Most commercial AI models today are good at answering simple questions or generating paragraphs. But complex tasks — like debugging code, parsing a legal contract, or orchestrating a workflow — demand step-by-step reasoning. Tool use lets the model reach out to a calculator, a database, or a search engine rather than trying to recall everything from memory.

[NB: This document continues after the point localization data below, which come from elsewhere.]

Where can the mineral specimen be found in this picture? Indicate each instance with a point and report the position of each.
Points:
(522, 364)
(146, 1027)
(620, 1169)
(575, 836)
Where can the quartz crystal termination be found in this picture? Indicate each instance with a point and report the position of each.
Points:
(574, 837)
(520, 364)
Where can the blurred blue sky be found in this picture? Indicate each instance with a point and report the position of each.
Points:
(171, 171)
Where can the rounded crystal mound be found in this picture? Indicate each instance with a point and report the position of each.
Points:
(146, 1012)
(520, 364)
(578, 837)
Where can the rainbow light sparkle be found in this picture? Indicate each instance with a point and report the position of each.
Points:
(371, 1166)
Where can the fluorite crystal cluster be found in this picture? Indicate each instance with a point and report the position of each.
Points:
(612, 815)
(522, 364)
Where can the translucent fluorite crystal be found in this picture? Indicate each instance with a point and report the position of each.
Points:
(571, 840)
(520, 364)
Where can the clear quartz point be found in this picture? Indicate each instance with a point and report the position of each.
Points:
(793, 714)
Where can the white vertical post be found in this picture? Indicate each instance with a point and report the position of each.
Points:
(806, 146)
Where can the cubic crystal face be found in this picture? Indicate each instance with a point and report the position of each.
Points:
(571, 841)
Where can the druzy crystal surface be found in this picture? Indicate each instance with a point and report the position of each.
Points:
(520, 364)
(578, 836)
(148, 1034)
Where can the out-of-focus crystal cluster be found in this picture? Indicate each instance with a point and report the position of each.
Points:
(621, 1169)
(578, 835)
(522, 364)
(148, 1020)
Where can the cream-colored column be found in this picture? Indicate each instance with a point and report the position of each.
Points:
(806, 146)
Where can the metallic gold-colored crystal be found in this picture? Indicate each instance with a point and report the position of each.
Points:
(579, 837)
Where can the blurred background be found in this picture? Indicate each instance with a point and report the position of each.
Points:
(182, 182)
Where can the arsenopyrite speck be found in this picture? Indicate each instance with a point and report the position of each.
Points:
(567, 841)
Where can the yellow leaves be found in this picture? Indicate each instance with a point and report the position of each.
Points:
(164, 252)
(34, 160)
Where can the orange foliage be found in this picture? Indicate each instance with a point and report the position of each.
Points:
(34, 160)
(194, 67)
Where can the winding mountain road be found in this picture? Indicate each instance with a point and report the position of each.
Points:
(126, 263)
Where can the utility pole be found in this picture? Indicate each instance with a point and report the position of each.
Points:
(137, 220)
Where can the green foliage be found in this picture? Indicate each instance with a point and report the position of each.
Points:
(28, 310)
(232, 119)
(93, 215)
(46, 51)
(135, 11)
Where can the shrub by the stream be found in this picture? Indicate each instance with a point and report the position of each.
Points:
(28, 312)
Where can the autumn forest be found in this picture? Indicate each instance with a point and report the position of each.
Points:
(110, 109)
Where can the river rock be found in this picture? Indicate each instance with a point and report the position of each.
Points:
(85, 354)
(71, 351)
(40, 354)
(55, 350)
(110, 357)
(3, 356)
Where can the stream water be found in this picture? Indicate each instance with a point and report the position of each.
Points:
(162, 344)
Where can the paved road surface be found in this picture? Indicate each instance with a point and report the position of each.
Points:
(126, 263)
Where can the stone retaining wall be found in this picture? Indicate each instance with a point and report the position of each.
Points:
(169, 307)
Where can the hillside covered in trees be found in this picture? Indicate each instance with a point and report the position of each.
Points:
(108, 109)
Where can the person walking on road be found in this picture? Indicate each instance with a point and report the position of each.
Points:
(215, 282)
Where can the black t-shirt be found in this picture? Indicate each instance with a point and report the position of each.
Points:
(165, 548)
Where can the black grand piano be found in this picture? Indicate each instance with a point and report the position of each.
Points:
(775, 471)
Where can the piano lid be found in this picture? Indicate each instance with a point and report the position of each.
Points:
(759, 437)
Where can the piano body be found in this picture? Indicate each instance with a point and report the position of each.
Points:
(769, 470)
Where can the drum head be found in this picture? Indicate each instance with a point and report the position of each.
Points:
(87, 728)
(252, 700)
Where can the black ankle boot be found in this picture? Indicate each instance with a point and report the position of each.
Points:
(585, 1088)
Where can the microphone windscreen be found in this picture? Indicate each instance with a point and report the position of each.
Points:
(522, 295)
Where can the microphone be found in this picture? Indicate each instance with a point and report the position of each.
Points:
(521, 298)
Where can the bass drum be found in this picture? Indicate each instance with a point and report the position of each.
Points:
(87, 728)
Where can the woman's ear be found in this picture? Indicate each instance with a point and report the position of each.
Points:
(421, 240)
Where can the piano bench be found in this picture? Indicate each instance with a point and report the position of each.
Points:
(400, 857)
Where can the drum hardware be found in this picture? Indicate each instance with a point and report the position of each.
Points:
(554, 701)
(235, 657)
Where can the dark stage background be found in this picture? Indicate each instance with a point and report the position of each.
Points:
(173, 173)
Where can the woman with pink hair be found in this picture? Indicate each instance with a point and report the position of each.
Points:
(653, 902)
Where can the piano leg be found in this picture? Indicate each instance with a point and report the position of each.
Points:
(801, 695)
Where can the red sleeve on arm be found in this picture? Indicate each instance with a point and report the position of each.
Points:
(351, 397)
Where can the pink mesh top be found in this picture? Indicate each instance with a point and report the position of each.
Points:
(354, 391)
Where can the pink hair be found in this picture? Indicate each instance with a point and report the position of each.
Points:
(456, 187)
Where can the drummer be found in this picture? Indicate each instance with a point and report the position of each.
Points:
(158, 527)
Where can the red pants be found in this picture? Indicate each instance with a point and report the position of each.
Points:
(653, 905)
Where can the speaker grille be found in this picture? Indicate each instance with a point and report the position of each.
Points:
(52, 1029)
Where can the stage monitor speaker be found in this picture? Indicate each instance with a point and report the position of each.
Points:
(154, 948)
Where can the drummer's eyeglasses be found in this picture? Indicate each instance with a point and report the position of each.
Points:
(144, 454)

Alibaba has been vocal about making those two pillars the centerpiece of its AI strategy. The thinking is that enterprises, especially in finance, logistics, and manufacturing, need models that can do more than chat — they need systems that can act. By narrowing the gap on practical utility, Alibaba hopes to compete even if its models don’t top every leaderboard.

What the ranking means for the AI race

The global text AI field is crowded. A handful of U.S. labs — OpenAI, Google DeepMind, Anthropic — plus a few Chinese players like Baidu and ByteDance all claim strong models. Alibaba’s 13th place shows it’s in the pack but not yet at the front. Still, beating “most Western rivals” suggests that the distance between the very best and the next tier is shrinking.

The company hasn’t said when it will release the next version of Qwen or whether it will overtake the top ten. But the emphasis on reasoning and tool use gives a clue about where Alibaba sees the market heading: less about pure language mastery, more about practical action.